(シルバーバーチの霊訓6巻より)

 ハンネン・スワッハー・ホームサークルの指導霊としてあまねく知られているシルバーバーチの霊言集は既に数冊出版されているが、読者の要望にお応えして新たにこの一冊が加えられることになったのは有り難いことである。これが六冊目となる。他に小冊子が二冊、訓えを要約したものと祈りの言葉を精選したものとが出ている。
 もとより活字ではシルバーバーチの温かい人間味が出せないし、ほとばしり出る愛を伝えることは出来ない。シルバーバーチは実に威厳のある霊であり、表現が豊かであり、その内容に気高さがあり、しかも喜んで人の悩みに耳を傾け、何者をも咎めることをしない。
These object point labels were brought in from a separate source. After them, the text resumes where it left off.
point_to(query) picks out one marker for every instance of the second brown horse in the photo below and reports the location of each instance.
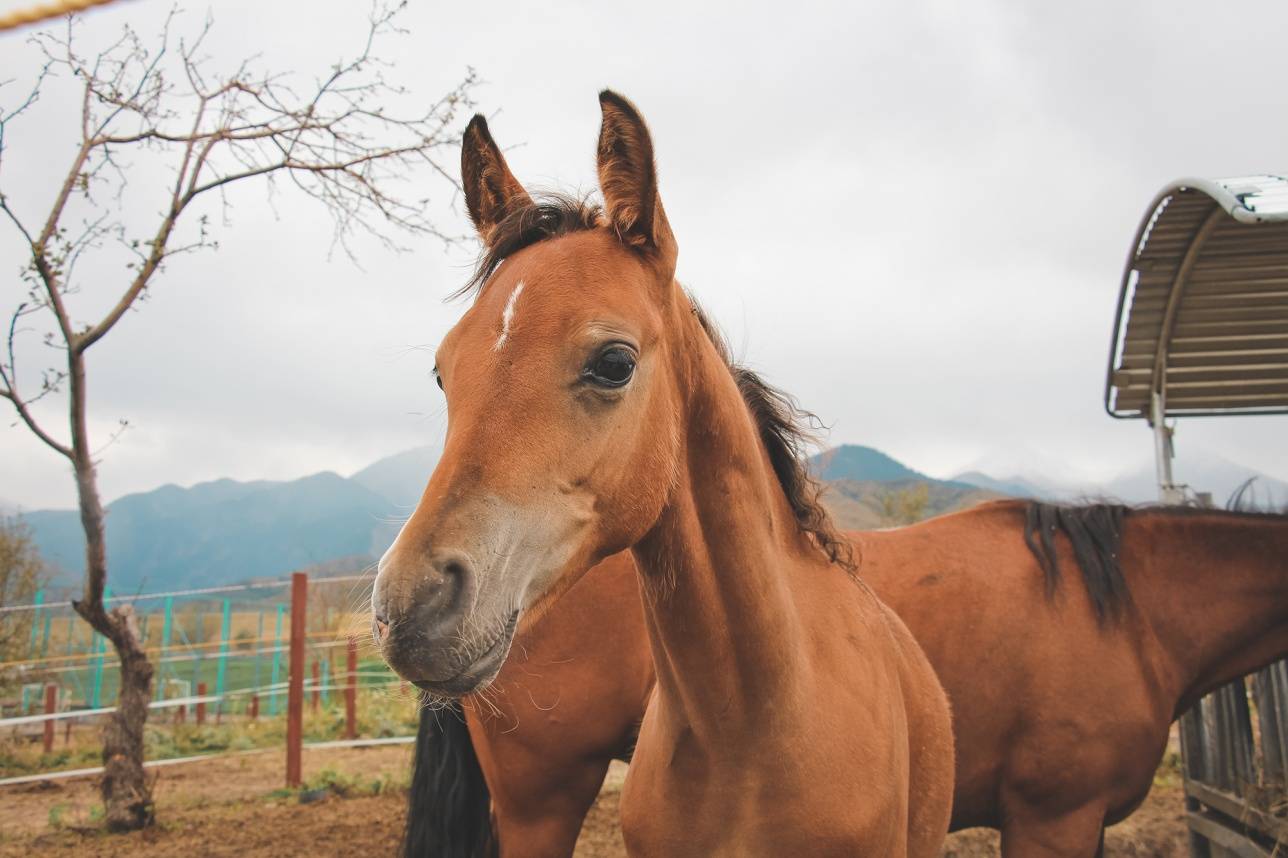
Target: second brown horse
(1063, 689)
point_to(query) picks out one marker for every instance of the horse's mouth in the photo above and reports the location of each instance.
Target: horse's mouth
(481, 671)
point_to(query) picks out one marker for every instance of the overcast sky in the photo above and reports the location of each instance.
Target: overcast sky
(912, 215)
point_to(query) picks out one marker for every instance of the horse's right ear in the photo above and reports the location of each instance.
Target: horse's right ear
(491, 190)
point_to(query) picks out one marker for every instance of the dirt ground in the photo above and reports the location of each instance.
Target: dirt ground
(227, 807)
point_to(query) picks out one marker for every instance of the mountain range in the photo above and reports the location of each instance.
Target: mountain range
(228, 531)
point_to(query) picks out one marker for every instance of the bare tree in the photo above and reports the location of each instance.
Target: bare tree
(336, 139)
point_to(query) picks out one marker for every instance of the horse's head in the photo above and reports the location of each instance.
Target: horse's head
(560, 385)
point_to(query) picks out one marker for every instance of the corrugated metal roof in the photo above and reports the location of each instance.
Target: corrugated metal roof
(1203, 309)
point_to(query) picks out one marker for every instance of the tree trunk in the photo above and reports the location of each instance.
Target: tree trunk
(126, 795)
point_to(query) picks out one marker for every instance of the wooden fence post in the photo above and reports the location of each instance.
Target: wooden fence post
(350, 692)
(50, 707)
(295, 679)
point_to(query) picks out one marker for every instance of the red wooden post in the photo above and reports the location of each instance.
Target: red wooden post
(50, 707)
(295, 684)
(350, 692)
(317, 684)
単純素朴さがその訓えの一貫した性格であり、真理の極印を押されたものばかりである。
 交霊会を年代順に追ったものとしては本書が最初である。一章の中に一回の交霊会の初めから終わりまでをそっくり引用したものもあるが、他の二、三の交霊会から部分的に引用して構成したものもある。私はなるべく同じ霊訓の繰り返しにならないようにしようと思ったが、それは所詮無理な話だった。シルバーバーチの霊訓の真髄は基本的な霊的真理を様々な形で繰り返して説くことにあるからである。内容的には同じことを言っていても煩をいとわず、その時の言葉をそのまま紹介しておいた。
 これまでの霊言集の中でも説明されているように、シルバーバーチの霊言は速記者によって記録されている。が、シルバーバーチは英語を完璧にマスターしているので、引用に際してはただコンマやセミコロン、ピリオドを文章の流れ具合によって付していくだけでよく、それだけで明快そのものの名文が出来上がる。これは驚くべきシルバーバーチの文章能力の為せるわざである。
 更に付け加えておきたいことは、シルバーバーチはその文章をスラスラと淀みなく口に出しているということである。質疑応答となると、質問者が言い終わると直ぐに答えが返ってくる。そのあまりの速さに、初めて出席した人は、その会が打ち合わせなしのぶっつけ本番であることが信じられない程である。
 古くからのシルバーバーチファンは本書を大歓迎してくださるであろうし、初めての方も、本書を読まれることによってきっとシルバーバーチを敬愛する数多くの読者の仲間入りをされることであろう。